An interview with S5RN on the COVID unit on 01/21/21 at 10:50 a.m. confirmed that the wound care team is notified through the electronic record system of the need for wound assessment, or they can call them on the phone. She confirmed that the staff nurses perform wound care, but do not stage wounds - this is done by the wound care team only. She further stated that the nursing shift assessments automatically repopulate information based on the prior assessment, and the nurse must change the information that is different. She stated that the wound care team usually comes every 2-3 days to assess changes and perform wound care.

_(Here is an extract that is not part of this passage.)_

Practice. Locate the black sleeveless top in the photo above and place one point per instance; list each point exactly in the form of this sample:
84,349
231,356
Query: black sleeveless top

A follow-up interview with S3WCC on 01/21/21 at 11:50 a.m. confirmed that the hospital protocol for wound treatment follows the Lippincott Procedures. All wounds are treated by protocol and without physician orders until they need a medicated dressing applied. There is no treatment documented on a Treatment Record while the protocol is being used; the only documentation would be in the notes nurses or in the treatment plan. She stated that the staff nurses should communicate with the physician about the wounds until they are a Stage 3, at which point the wound care team contacts the physician for specific orders. The orders are then added to a Treatment Record and treatment is documented. She confirmed that patient #1 was not seen by the wound care team for wound assessments as per their protocol, and there were no physician orders for the wounds until 06/17/20, just prior to discharge. She further confirmed there was no documented evidence that the physician was aware of the wounds until they deteriorated on 06/17/20.